A new public alert system will issue a loud alarm on millions of phones on Sunday.
Oliver Dowden, the newly appointed Deputy Prime Minister, said no action was needed but in the future it might be the “sound that could save your life”.
The trial of a system designed to warn the public if there is a danger to life nearby will last for about 10 seconds at 3pm, with the alert being sent to every 4G and 5G device across the UK.
Once established, the system is intended to be used in life-threatening situations including flooding and wildfires.
There is no need to take any action and you can simply swipe it away as you would any other message you receive
Deputy Prime Minister Oliver Dowden
Mr Dowden — who held on to his role as Chancellor of the Duchy of Lancaster after being promoted on Friday to Deputy Prime Minister following Dominic Raab’s resignation after a report into bullying accusations — said: “Keep calm and carry on — that is the British way and it is exactly what the country will do when they receive this test alert at 3pm today.
“The Government’s number one job is to keep people safe and this is another tool in the toolkit for emergency situations, such as flooding or wildfires, and where there is a genuine risk to life.
“So it really is the sound that could save your life.
“I would encourage people to remember that today is just a test; there is no need to take any action and you can simply swipe it away as you would any other message you receive.”
People who do not wish to receive the alerts will be able to opt out in their device settings, but officials hope the life-saving potential of the messages means users will keep them on.
Phones that are off or in airplane mode will not receive an alert.
The Cabinet Office compared the testing of the alert to a one-off fire drill.
The department said the siren-like sound would be no more prominent than the loudest ringtone setting on a mobile.
Phone users will be prompted to acknowledge the alert by swiping or clicking the message before being able to continue.
The test message will say: “This is a test of Emergency Alerts, a new UK government service that will warn you if there’s a life-threatening emergency nearby.
“In a real emergency, follow the instructions in the alert to keep yourself and others safe.
“Visit gov.uk/alerts for more information.
“This is a test. You do not need to take any action.”
The entertainment and sports sectors are planning how to guard against disruption to large events when the test goes off.
Organizers of the World Snooker Championship will pause play just before 3pm at the Crucible in Sheffield and it will resume after the alert.
The Society of London Theater (Solt) said it had shared the Government’s guidance with its members and advised them to tell attendees to turn off their phones to “minimize disruption to shows”.
Harry Potter And The Cursed Child, Frozen, Mamma Mia! and The Lion King are among the shows putting on matinees on Sunday.
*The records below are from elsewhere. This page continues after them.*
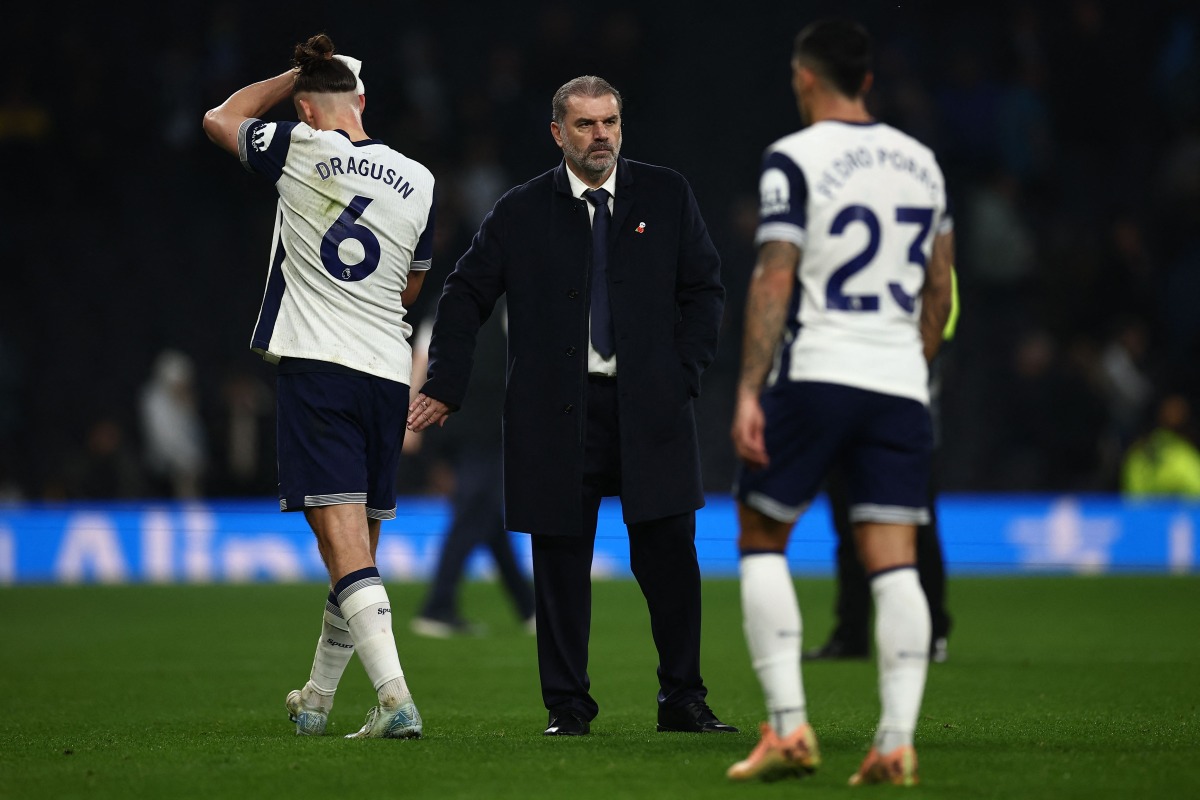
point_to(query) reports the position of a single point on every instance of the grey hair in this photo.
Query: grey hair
(582, 86)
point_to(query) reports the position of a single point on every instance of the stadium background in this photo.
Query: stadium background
(1069, 134)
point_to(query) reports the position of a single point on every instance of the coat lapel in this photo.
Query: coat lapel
(623, 200)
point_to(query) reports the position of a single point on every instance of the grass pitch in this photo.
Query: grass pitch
(1056, 687)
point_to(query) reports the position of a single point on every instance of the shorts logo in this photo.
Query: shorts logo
(262, 136)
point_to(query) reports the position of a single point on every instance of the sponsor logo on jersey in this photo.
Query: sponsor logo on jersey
(774, 194)
(261, 138)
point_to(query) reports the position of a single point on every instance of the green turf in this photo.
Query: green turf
(1056, 687)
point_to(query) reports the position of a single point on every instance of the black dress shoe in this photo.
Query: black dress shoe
(567, 723)
(691, 717)
(837, 650)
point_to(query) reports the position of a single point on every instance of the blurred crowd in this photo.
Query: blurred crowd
(136, 252)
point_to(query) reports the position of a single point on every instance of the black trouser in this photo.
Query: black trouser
(663, 555)
(853, 603)
(478, 519)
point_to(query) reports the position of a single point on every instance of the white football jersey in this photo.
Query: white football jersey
(863, 202)
(353, 220)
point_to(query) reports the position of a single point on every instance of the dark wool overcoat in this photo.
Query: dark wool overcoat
(666, 298)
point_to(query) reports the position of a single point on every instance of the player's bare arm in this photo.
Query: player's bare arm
(221, 124)
(769, 294)
(937, 294)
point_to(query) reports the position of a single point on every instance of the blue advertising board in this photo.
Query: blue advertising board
(250, 540)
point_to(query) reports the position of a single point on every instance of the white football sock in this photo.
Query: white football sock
(771, 617)
(334, 651)
(901, 638)
(367, 612)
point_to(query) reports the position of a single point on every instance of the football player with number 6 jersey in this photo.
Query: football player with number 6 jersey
(353, 240)
(845, 310)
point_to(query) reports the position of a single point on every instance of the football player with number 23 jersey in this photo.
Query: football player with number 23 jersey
(846, 307)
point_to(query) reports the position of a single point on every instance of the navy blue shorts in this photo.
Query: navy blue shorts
(885, 443)
(339, 439)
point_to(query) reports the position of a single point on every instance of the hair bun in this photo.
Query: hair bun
(317, 49)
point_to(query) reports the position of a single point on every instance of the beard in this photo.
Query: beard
(597, 160)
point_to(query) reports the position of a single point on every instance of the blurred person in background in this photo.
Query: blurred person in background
(106, 467)
(172, 428)
(473, 444)
(354, 239)
(1164, 462)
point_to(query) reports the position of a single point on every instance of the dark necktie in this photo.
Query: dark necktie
(601, 313)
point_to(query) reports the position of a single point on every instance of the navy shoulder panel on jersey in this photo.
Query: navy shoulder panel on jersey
(424, 251)
(263, 146)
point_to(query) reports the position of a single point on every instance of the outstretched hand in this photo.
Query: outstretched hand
(749, 422)
(425, 411)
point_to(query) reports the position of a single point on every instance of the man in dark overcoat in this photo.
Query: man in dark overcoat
(615, 300)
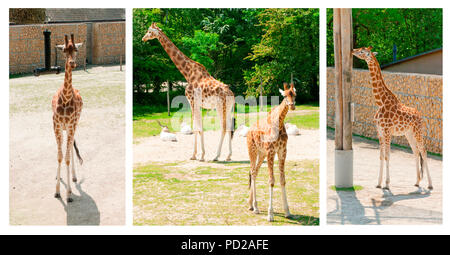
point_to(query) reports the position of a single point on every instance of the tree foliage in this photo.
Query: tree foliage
(412, 31)
(237, 46)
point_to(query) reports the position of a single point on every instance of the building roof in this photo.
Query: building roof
(411, 58)
(72, 15)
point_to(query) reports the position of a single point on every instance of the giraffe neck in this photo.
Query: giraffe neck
(177, 56)
(381, 92)
(67, 88)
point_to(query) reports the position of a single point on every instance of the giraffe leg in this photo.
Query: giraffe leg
(424, 159)
(220, 113)
(387, 152)
(74, 177)
(230, 123)
(68, 150)
(270, 159)
(412, 142)
(380, 172)
(59, 140)
(195, 146)
(282, 158)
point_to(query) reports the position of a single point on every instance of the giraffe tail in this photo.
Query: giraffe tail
(78, 152)
(421, 166)
(233, 126)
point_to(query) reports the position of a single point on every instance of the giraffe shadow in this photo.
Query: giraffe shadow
(82, 210)
(390, 198)
(293, 218)
(231, 162)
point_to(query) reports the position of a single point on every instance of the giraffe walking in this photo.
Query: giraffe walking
(66, 105)
(202, 91)
(266, 138)
(394, 119)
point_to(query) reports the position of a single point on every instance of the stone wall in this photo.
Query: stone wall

LW Theatres, Andrew Lloyd Webber’s group of seven West End venues including the London Palladium, said it planned to make an announcement before its shows but had no plans to change the times of its matinee performances.
For cinema-goers, a Vue spokesperson said: “Before every screening at Vue, we encourage our customers to turn their mobile phones off in order to fully immerse themselves in the big screen experience.”
The test on St George’s Day coincides with major events including the London Marathon and Premier League ties between Bournemouth and West Ham, and Newcastle and Tottenham Hotspur, kicking off at 2pm.
Officials said they have worked with the Football Association and the marathon’s organizers to make sure the impact of the test will be limited.
Drivers have been warned it will still be illegal to pick up their mobiles during the test, and domestic violence campaigners warned the alert could put people in danger by revealing the location of secret phones hidden by those at risk.
The Cabinet Office said experience of the system elsewhere, such as the US, Canada and Japan, had shown it worked best if people had received a test alert first.
Two regional tests have already been carried out, including reaching 120,000 people across Reading, an area that included drivers on the M4, the department said.
The AA said motorists may prefer to switch off their electronic devices before Sunday’s test as laws banning the use of handheld phones will still apply.
Drivers caught holding a phone behind the wheel face six penalty points and a £200 fine.
The National Center for Domestic Violence warned people with hidden mobile phones to turn off the alerts to avoid revealing the location of the devices.